In the span of a single year, we witness three happenings – the death of George Floyd, the removal of the Rhodes Statue, and maskphobia against Asians amidst Covid – that together reflect the urgency to decolonise ourselves. The point of decolonising for me is to never see them as isolated incidents that happened in a vacuum or only concern some of us. Instead, it is imperative to understand them as reflective of the way all our histories (histories of colonisation, gender oppression, social class exploitation, etc.) are yoked together and affect each other in the present moment. The important thing to do is to build solidarities and communicate with each other as much and as truthfully as possible, because as Asian American Studies scholar Jennifer Ho (2020) says powerfully: ‘anti-racism requires all of us to be in this together’.

References

Bhambra, Gurminder K. (2014) Postcolonial and decolonial dialogues. Postcolonial Studies 17 (2), pp. 115–121.
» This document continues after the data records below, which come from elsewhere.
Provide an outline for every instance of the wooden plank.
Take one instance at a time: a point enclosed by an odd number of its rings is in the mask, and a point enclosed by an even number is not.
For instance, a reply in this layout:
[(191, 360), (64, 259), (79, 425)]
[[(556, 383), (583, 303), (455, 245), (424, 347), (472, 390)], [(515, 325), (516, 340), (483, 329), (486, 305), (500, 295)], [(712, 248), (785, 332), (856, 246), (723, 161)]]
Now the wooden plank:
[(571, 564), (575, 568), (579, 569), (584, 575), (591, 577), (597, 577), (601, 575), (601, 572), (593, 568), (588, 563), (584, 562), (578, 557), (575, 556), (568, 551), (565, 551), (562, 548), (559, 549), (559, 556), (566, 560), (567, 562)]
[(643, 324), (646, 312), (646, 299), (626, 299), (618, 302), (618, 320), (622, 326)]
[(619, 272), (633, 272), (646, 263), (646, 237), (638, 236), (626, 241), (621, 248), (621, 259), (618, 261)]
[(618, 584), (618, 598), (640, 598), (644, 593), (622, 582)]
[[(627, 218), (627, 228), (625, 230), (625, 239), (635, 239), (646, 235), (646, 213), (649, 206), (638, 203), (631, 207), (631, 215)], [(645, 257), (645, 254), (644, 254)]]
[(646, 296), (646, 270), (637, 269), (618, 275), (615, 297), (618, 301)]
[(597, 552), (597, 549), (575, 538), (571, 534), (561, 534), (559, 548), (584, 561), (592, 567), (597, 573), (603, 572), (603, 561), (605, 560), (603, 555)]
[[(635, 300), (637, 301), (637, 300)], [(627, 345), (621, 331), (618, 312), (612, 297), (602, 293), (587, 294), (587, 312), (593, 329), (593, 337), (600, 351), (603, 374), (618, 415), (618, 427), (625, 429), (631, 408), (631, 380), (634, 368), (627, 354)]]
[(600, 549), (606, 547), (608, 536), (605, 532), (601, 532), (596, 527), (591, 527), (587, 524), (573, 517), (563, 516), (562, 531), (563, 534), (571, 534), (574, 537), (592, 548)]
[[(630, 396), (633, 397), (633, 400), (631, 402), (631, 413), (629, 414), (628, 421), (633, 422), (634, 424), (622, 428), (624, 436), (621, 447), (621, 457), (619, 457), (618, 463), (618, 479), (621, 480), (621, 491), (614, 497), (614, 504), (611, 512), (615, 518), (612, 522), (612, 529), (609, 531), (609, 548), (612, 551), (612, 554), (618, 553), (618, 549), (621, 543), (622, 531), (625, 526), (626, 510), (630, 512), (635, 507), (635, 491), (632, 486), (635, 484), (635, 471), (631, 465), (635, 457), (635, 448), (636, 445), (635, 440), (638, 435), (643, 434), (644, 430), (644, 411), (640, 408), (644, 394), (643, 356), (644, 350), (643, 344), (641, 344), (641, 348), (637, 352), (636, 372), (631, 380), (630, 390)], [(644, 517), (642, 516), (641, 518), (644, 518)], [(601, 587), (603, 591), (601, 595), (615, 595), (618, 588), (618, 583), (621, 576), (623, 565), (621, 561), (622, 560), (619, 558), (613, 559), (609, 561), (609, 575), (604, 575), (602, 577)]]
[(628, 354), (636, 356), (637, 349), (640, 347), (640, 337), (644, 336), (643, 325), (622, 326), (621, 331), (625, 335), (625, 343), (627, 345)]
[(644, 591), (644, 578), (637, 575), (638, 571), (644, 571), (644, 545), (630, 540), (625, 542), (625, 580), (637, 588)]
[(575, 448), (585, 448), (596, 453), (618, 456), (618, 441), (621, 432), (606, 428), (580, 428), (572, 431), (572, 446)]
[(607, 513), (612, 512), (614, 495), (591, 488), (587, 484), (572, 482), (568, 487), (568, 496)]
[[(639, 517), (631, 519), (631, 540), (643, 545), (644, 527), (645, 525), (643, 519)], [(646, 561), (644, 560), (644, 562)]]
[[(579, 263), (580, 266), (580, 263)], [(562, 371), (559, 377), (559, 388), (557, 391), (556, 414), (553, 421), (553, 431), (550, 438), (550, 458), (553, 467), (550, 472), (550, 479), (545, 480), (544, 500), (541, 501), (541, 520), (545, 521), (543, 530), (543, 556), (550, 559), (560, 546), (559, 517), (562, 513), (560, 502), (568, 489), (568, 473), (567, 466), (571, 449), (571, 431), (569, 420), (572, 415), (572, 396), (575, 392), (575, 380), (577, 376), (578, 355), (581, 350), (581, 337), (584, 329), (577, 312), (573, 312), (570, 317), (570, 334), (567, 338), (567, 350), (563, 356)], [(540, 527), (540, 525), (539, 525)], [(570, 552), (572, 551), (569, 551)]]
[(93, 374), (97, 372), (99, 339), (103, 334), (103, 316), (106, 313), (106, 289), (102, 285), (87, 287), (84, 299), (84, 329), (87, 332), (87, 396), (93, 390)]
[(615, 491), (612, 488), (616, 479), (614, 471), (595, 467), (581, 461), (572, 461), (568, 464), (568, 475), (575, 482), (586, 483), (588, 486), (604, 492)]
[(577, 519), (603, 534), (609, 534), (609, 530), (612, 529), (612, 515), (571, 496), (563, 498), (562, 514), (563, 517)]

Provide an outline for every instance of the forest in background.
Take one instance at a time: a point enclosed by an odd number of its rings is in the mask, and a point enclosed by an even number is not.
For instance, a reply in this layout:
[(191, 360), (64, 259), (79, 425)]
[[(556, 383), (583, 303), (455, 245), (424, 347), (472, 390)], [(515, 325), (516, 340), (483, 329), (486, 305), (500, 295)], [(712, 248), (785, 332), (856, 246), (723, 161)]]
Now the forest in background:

Ho, Jennifer. (2020) Anti-Asian racism, Black Lives Matter, and COVID-19. Japan Forum, 33 (1), pp. 148–159. doi: 10.1080/09555803.2020.1821749.

Parry, Benita. (2004) The institutionalization of postcolonial studies. In: Neil Lazarus, ed. The Cambridge Companion to Postcolonial Literary Studies. Cambridge: Cambridge University Press, pp. 66–80.

Quijano, Aníbal. (2000) Coloniality of power, Eurocentrism, and Latin America. Nepantla: Views from South, 1 (3), pp. 533–580.

Shohat, Ella. (1992) Notes on the ‘post-colonial’. Social Text, 31/32, pp. 99–113.

Walsh, Catherine E., and Walter D. Mignolo. (2018) On Decoloniality: Concepts, Analytics, Praxis. Durham and London: Duke University Press.

[Michael Tsang is Leverhulme Postdoctoral Fellow based in the School of Modern Languages, Newcastle University, working on a project on 20th-century book circulation between the West and East Asia (China/Japan). He is an administrator of this blog.]